Oireachtas Joint and Select Committees

Thursday, 13 June 2019

Public Accounts Committee

2017 Annual Report of the Comptroller and Auditor General and Appropriation Accounts
Vote 40 - Children and Youth Affairs

9:00 am

Photo of Kate O'ConnellKate O'Connell (Dublin Bay South, Fine Gael) | Oireachtas source

With the retrospective governance that we are very fond of in here - and I mean in general and not just in the context of the Department of Children and Youth Affairs - my interpretation of what Dr. Lynch has said is that the rules then allowed for the fraud or the over-claims. The rules, as set out by Dr. Lynch's Department and transferred to Pobal, allowed for this to happen.
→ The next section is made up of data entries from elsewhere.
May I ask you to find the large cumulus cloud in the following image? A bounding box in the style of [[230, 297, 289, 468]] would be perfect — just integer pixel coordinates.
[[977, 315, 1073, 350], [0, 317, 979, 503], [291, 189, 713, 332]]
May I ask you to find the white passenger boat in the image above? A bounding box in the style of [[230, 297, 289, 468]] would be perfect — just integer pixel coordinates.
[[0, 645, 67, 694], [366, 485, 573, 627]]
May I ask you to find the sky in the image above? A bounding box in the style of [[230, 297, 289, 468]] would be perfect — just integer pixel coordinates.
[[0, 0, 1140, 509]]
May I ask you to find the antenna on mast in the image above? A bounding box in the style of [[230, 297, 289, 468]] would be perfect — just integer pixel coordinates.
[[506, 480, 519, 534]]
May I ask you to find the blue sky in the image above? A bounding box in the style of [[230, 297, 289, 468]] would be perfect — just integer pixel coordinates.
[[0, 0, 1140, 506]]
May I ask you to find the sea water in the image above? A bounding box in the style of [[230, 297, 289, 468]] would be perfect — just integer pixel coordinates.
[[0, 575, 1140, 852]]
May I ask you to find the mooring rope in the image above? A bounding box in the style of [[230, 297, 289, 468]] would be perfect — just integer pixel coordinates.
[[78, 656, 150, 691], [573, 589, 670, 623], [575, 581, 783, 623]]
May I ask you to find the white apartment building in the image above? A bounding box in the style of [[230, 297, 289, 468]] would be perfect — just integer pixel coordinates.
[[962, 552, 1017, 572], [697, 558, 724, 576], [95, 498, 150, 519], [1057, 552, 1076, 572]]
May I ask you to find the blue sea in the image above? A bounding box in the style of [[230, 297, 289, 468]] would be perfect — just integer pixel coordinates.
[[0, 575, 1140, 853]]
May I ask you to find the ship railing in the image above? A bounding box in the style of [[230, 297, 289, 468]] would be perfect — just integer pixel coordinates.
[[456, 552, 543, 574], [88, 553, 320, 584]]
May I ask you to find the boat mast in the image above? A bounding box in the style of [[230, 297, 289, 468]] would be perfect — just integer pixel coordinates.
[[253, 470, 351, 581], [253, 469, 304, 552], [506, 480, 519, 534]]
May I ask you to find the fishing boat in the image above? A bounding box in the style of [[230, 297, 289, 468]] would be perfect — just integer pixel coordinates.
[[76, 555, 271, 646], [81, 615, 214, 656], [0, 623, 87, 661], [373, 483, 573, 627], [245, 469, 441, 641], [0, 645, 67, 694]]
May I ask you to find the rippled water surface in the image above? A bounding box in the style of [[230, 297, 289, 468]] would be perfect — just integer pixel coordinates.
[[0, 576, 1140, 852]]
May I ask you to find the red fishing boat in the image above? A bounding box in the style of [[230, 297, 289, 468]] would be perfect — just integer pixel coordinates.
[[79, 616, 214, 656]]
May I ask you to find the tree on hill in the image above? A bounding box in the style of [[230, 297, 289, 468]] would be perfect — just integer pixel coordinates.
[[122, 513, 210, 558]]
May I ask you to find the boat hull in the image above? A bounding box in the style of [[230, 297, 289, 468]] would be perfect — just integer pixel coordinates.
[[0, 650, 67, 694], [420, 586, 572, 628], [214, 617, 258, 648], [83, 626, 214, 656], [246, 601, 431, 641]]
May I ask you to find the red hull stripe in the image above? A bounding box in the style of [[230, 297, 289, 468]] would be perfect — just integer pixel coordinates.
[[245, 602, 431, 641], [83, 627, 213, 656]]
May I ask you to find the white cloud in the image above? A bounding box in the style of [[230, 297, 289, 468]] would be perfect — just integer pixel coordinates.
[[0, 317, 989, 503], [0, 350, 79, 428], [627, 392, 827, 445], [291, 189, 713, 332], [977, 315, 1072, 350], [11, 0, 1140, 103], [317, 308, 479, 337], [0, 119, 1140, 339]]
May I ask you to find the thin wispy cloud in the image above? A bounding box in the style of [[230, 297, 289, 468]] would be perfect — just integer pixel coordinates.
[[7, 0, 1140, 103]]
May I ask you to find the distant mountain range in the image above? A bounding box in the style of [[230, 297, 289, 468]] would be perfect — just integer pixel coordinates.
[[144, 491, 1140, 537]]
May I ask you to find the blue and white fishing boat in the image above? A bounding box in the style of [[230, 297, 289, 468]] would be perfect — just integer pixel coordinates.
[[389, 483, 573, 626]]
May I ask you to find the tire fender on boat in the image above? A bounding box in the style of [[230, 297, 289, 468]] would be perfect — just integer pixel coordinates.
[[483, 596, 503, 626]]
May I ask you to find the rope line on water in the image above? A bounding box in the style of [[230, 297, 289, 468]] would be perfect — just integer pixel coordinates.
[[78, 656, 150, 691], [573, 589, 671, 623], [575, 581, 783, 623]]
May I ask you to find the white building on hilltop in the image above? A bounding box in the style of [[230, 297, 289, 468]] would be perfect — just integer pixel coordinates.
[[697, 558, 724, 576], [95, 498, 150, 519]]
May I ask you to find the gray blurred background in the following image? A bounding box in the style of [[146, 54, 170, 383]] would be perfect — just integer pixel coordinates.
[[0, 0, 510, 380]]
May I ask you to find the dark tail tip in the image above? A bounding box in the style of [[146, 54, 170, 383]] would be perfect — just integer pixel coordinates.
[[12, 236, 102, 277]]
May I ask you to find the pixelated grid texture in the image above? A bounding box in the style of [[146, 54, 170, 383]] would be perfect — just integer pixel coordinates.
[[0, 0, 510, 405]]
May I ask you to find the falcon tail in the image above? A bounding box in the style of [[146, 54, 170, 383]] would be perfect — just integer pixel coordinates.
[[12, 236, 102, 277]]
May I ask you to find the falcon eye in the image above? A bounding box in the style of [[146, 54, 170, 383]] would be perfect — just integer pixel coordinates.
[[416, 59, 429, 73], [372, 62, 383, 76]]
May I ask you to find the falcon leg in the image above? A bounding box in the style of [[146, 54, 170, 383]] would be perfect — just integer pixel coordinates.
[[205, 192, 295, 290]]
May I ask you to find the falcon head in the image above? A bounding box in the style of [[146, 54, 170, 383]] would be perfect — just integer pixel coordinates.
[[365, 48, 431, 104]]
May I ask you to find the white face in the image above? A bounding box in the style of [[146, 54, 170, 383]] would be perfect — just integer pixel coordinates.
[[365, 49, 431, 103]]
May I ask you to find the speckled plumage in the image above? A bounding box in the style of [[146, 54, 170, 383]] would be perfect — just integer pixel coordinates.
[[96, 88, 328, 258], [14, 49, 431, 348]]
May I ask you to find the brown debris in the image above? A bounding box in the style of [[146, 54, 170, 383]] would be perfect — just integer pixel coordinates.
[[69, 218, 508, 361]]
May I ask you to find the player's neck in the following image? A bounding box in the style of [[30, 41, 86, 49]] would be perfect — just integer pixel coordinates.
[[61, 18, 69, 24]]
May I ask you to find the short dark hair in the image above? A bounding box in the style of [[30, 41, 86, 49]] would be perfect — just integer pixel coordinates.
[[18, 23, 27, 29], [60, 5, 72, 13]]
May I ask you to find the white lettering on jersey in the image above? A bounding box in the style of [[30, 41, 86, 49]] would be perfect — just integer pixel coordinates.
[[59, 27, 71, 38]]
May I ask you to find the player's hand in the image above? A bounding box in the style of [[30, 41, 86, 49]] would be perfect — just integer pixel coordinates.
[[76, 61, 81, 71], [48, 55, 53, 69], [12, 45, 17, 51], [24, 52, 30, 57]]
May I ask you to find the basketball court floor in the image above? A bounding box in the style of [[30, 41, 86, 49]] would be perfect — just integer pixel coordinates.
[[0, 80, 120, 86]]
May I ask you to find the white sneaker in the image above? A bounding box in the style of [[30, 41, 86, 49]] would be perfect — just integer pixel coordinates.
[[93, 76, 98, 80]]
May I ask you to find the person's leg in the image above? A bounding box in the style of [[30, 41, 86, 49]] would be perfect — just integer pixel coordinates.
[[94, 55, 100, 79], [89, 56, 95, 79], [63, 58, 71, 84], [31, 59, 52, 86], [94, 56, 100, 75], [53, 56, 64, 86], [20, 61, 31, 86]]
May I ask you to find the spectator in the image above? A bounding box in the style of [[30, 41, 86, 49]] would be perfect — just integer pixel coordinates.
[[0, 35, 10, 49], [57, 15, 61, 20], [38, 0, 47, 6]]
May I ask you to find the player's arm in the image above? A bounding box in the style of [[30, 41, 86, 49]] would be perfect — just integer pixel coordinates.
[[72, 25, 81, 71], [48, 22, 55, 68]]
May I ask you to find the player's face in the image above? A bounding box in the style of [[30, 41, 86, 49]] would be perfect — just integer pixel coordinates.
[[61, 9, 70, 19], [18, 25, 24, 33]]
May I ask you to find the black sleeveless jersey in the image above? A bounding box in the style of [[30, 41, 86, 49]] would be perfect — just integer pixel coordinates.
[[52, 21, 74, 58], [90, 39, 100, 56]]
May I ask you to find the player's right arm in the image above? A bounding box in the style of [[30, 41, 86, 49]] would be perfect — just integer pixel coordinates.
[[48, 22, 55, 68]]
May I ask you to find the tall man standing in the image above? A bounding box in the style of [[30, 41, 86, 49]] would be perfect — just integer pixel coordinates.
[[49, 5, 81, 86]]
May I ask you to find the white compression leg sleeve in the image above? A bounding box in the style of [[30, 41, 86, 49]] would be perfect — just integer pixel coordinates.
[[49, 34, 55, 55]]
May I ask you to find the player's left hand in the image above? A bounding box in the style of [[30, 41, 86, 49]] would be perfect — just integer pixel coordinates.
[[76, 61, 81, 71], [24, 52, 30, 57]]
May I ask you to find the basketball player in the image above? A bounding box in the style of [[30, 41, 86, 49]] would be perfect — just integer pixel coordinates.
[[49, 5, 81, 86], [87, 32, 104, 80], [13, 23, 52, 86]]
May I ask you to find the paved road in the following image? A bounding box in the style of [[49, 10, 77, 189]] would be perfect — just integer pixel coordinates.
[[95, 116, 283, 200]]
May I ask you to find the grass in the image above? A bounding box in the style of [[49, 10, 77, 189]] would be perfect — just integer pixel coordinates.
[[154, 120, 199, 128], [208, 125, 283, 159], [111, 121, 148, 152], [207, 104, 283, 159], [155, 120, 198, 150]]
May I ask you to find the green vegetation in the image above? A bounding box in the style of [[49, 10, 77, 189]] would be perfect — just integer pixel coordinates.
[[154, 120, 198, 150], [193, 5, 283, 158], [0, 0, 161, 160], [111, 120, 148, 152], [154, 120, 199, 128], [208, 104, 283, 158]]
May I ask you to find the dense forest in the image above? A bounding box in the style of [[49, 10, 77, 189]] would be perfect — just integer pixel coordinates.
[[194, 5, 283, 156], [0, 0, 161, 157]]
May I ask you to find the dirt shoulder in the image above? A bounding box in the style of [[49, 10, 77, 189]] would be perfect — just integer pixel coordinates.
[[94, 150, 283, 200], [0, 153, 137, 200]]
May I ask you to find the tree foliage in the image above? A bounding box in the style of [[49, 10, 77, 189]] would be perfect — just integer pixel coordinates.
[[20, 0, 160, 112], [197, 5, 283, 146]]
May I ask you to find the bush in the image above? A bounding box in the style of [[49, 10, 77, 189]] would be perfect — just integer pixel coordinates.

The Department changed the rules two years ago and the role of Pobal changed. Reference was made to the recouping of €937,000 in the year 2017-2018 and €4.7 million in the year 2018-2019, which, nicely, is five times the amount from the previous year and seems to be a worrying trajectory in fairness but maybe it is not going to continue to €25 million next year. Hopefully, we are not going there. Dr. Lynch has just said the incidence of fraud was very low, but low in what terms? A sum of €4.7 million is not low. The Department has been able to recoup €4.7 million from over-claims since the rules were changed. Will Dr. Lynch explain how that figure has increased by five in a 12 month period? Has the Department just become better at catching people or at claiming back? Who is guilty? Was everybody at it? Was it the case that large providers copped on to the lack of governance and the availability of money? Was it the CCS groups? Who was doing it without knowing? It is my view that small childcare providers would have known that if they did not have the child in front of them they could not get the payment for the child.